The study aimed to ensure proposed economic activities do not create an imbalance of greenhouse gas (GHG) composition in the environment.
Namibia is currently regarded as a net GHG sink due to its vast bush encroachment. A sink refers to a reservoir absorbing a chemical element or compound from elsewhere in its natural cycle.
Johannes Beck, the Bush Control and Biomass Utilisation (BCBU) project expert advisor on climate change recently explained the significance of a study on bush-related GHG balance in Namibia.
He said bush encroachment (BE) affects about half of Namibia’s land area and the negative impact thereof can be reduced.
“Significant negative impacts of BE could be reversed through large-scale bush control, however, Namibia is reported as a net GHG sink due to bush encroachment,” he said.
He said a major disturbance to bush encroachment could have a major impact on the GHG balance.
The economic benefits of BSBU are undisputed, but mitigation aspects are becoming increasingly important – especially with regards to the potential establishment of international biomass value chains, Beck said.
The study was conducted on behalf of the GIZ-funded BSBU project in 2019 to analyse and quantify the mitigation impact of large-scale bush thinning; land use or productivity changes after bush thinning and utilisation of harvested bush biomass.
To find a balance between the economic benefit of BSBU and nature, the study presented six bush management scenarios.
BUSH CHEMICALLY CONTROLLED
This scenario proposed the removal of 90% of woody biomass at once through decomposition and no utilisation.
Subsequently, livestock farming would be allowed at double-stocking rate.
This procedure could emit around 29,03 tonnes of carbon dioxide equivalent (tCO2e) per hectare and remove around 23,2 tCO2e in the next 20 years.
This involves biomass harvesting of 78% woody biomass removal over time and utilising it through manufacturing bushblocks, animal feed and pellets.

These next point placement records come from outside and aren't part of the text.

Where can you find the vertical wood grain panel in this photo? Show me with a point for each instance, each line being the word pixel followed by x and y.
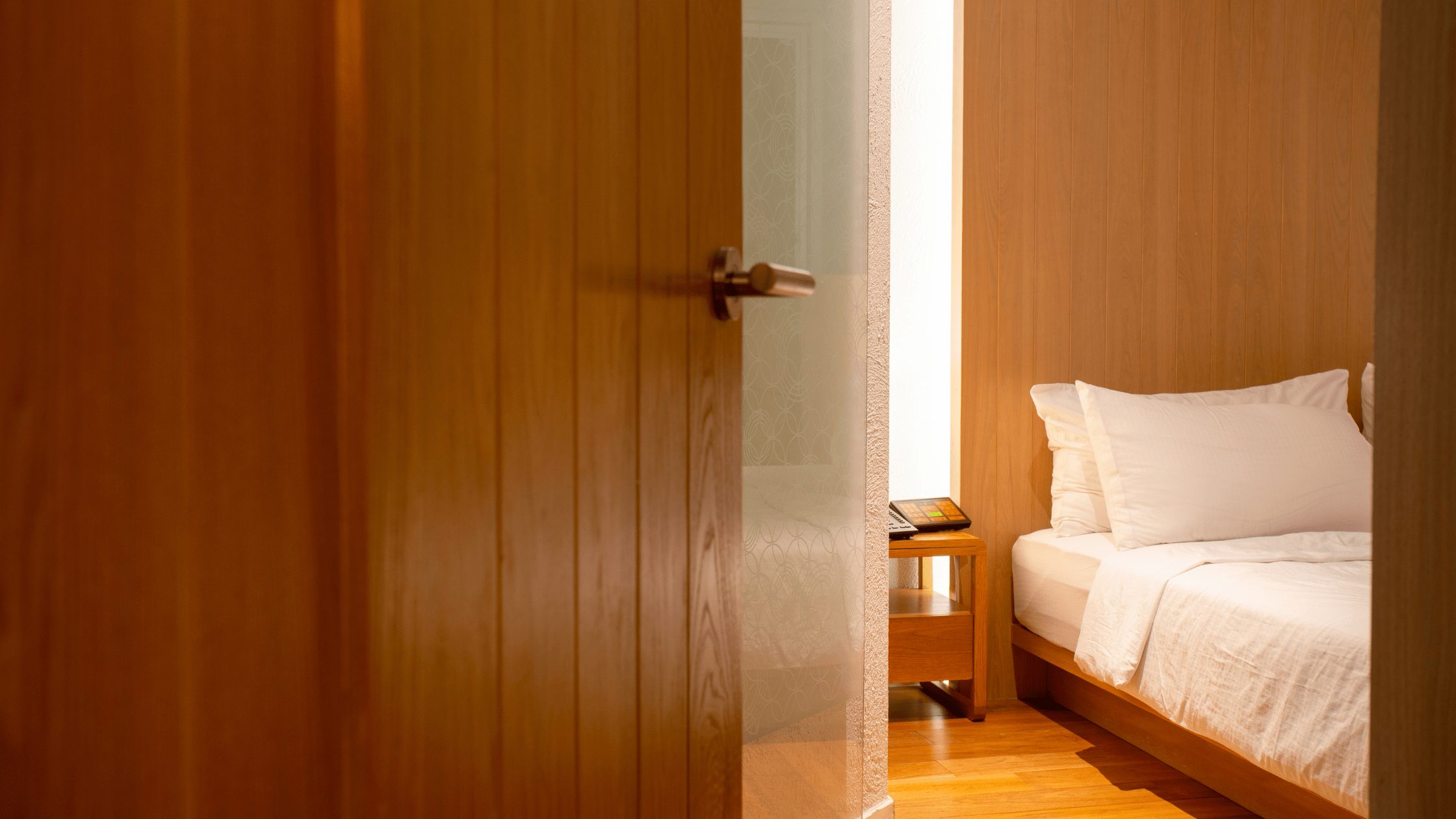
pixel 608 396
pixel 1332 152
pixel 1167 183
pixel 1037 300
pixel 1230 162
pixel 1412 642
pixel 1018 193
pixel 1365 116
pixel 433 370
pixel 258 244
pixel 1299 176
pixel 73 688
pixel 1088 151
pixel 1264 272
pixel 1193 330
pixel 715 348
pixel 663 652
pixel 1164 55
pixel 322 368
pixel 1041 315
pixel 1127 181
pixel 983 207
pixel 535 129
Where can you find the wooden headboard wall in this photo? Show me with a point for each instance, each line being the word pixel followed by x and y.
pixel 1155 197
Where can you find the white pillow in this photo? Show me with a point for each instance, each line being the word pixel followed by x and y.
pixel 1175 473
pixel 1368 402
pixel 1076 490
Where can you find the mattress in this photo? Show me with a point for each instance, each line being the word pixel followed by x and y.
pixel 1261 645
pixel 1052 577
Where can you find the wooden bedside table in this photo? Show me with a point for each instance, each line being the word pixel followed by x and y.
pixel 933 637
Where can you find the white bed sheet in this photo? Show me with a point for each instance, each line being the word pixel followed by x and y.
pixel 1052 577
pixel 1269 655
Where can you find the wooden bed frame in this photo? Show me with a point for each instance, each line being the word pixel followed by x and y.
pixel 1046 670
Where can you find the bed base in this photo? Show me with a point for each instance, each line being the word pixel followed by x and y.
pixel 1046 670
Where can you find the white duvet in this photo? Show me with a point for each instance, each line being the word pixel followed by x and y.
pixel 1261 645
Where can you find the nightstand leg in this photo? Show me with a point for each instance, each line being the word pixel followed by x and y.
pixel 973 595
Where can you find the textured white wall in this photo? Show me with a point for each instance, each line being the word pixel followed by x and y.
pixel 877 420
pixel 922 86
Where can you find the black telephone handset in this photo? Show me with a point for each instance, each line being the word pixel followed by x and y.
pixel 925 515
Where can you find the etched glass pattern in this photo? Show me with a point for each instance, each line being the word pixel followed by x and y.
pixel 804 162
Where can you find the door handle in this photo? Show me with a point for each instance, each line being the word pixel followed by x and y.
pixel 731 283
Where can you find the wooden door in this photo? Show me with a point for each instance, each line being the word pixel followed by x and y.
pixel 370 447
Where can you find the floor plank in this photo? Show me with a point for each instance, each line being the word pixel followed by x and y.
pixel 1030 761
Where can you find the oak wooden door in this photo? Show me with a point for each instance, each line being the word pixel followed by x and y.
pixel 370 447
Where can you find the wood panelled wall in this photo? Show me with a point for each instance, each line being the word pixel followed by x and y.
pixel 367 442
pixel 1412 624
pixel 1155 197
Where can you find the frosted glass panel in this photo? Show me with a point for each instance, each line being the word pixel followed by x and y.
pixel 804 408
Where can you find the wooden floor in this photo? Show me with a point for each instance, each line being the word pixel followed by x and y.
pixel 1030 761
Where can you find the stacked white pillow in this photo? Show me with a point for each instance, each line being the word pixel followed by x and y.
pixel 1175 473
pixel 1078 503
pixel 1368 402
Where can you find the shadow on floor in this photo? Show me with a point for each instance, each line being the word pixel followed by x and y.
pixel 909 705
pixel 1110 757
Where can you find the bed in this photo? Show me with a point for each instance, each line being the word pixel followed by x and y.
pixel 1242 662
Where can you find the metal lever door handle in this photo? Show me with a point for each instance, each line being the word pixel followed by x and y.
pixel 731 283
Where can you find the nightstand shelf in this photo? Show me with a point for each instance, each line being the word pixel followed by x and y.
pixel 933 637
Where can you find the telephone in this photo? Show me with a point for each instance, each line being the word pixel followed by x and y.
pixel 925 515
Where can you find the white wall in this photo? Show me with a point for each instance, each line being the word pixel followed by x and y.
pixel 922 64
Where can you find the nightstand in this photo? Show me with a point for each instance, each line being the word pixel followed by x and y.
pixel 933 637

It also proposes aftercare with arboricides, and could lead to livestock farming at triple-stocking rate.
According to the study, this method has a restoration success rate of 75% perennially and 25% annually.
In the process around 35,5 tCO2e would be emitted and 42,6 tCO2e would be removed per hectare in the next 20 years.

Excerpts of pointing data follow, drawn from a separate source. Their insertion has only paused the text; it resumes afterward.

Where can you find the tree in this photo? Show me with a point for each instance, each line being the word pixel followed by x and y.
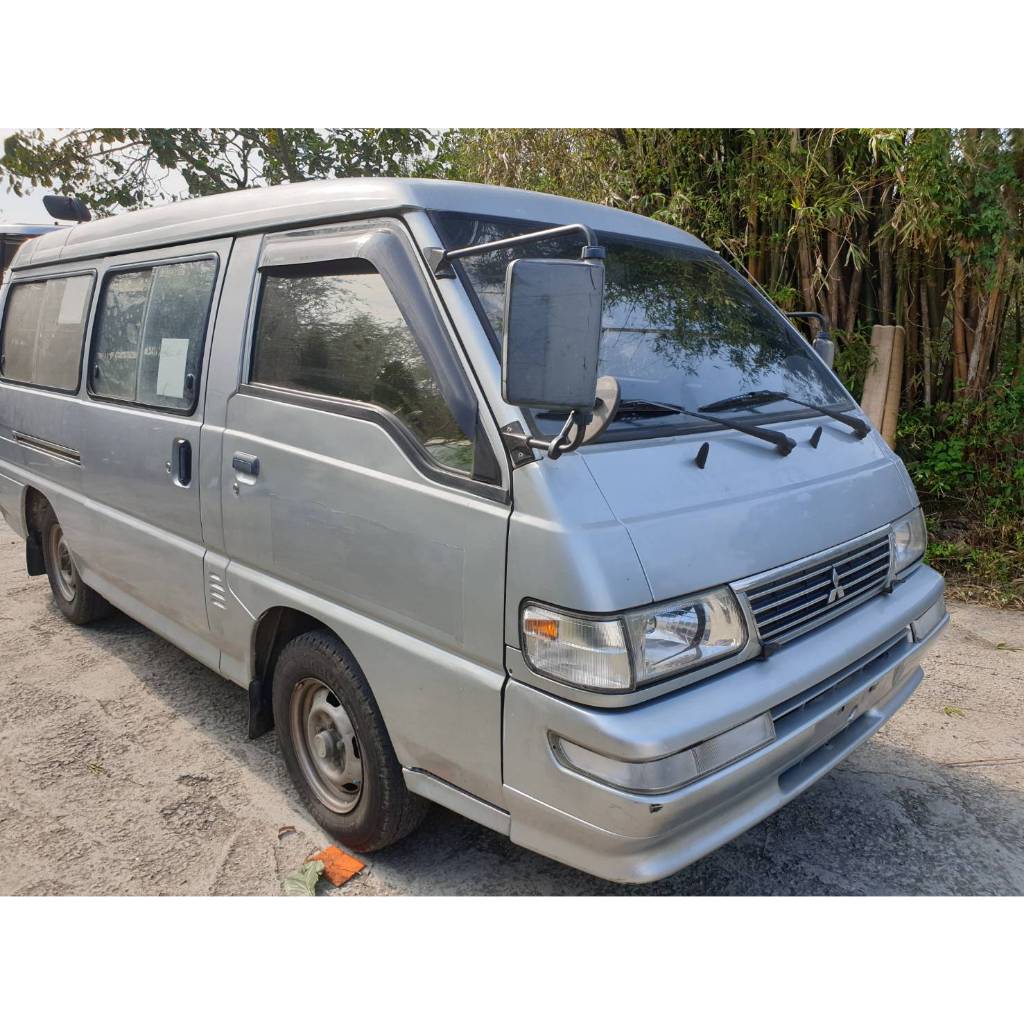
pixel 114 169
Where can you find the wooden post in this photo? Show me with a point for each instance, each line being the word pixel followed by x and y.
pixel 883 385
pixel 895 388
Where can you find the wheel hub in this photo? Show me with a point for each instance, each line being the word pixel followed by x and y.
pixel 326 745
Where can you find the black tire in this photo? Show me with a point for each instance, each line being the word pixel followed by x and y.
pixel 384 810
pixel 77 600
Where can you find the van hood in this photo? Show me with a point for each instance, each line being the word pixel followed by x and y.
pixel 750 509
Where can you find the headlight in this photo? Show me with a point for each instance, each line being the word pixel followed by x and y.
pixel 621 652
pixel 909 541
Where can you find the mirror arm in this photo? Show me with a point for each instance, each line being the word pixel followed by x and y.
pixel 439 260
pixel 589 425
pixel 820 317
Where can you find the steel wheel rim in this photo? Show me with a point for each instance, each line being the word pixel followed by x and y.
pixel 326 745
pixel 65 577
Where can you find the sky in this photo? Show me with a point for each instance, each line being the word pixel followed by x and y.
pixel 22 210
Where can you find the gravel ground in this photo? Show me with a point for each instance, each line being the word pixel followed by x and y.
pixel 125 770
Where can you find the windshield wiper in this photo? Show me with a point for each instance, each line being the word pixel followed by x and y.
pixel 750 398
pixel 637 408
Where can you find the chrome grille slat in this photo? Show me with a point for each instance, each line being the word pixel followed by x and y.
pixel 807 574
pixel 851 595
pixel 849 578
pixel 788 604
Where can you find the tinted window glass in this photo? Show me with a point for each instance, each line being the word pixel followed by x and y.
pixel 334 329
pixel 150 332
pixel 43 332
pixel 679 327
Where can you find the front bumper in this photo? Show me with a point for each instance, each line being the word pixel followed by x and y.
pixel 827 692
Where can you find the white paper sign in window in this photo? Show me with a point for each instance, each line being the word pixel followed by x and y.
pixel 171 370
pixel 73 302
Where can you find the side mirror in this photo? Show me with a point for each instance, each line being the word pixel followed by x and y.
pixel 552 333
pixel 822 343
pixel 67 208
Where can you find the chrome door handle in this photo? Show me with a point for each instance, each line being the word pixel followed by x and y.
pixel 180 465
pixel 243 463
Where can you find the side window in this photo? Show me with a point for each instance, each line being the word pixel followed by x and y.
pixel 44 331
pixel 147 344
pixel 334 329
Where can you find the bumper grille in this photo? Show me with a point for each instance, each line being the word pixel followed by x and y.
pixel 787 605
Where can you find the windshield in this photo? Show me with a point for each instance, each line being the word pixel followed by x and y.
pixel 680 328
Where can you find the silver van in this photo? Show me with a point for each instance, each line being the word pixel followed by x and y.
pixel 531 508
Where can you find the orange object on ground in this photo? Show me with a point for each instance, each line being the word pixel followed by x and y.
pixel 338 866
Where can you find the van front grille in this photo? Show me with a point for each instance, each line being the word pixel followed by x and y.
pixel 786 605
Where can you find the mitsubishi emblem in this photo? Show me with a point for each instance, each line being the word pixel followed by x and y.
pixel 837 593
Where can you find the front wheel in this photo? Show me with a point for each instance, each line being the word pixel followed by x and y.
pixel 77 600
pixel 336 747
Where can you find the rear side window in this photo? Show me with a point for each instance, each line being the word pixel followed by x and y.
pixel 43 331
pixel 147 345
pixel 334 329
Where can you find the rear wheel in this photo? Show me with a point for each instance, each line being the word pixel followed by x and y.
pixel 77 600
pixel 336 747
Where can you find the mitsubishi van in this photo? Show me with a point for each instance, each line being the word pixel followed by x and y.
pixel 524 506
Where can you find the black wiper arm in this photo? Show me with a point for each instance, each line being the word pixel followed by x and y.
pixel 639 407
pixel 742 400
pixel 783 442
pixel 750 398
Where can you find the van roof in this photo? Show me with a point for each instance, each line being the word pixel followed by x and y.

MEDIUM-SCALE CHARCOAL PRODUCTION
This process involves a one-off removal of 63% of woody biomass – either manually or through semi-mechanised harvesting.
Aftercare would involve using arboricide, which would be done manually together with charcoal production and livestock farming at double-stocking rate.
Coal would be produced through kiln technology, which would involve net emissions of 8,5 and 16,9 tCO2e for the industrial retort and traditional drum kiln, respectively.
Sustainable production and the use of bush biomass over time remain prime objectives, with 78% woody biomass removal in years one and 13 through mechanised harvesting, and no aftercare or additional livestock.
The biomass harvested would be utilised through bushbloks, animal feed and pellets.
With this practice, 52,7 tCO2e would be emitted, which would be recaptured by woody growth.
This would involve a removal of 50% of woody biomass, done in two cycles through manual harvesting, and no aftercare or additional livestock.
Under this practice, the removal of woody plants will emit 32,1 tCO2e per hectare, which would be recaptured by the growth of plants within 20 years.
Under this practice, 90% of woody biomass would be removed at once through large-scale mechanised harvesting, and a manual aftercare process with arboricide would be applied.
The harvested biomass would be used for wood chips for energy production, contributing to the country’s electricity power mix programme.
Subsequently, livestock farming at double-stocking rate would be recommended.
This practice would involve emitting 35,23 tCO2e and removing around 22,8 tCO2e per hectare in the next 20 years.
The study indicated that most of the BCBU practices that promise economic viability are associated with net GHG emissions.
However, BCBU emissions can be minimised by the use of innovative technology.
While successful rangeland restoration could serve as a mechanism for carbon removal, GHG removals by far exceed emissions from large-scale farms.
According to the study, the production of biochar from bush as a means of both carbon removal and soil improvement may have additional benefits such as employment, land productivity, the addition of ecosystem services such as groundwater, and biodiversity.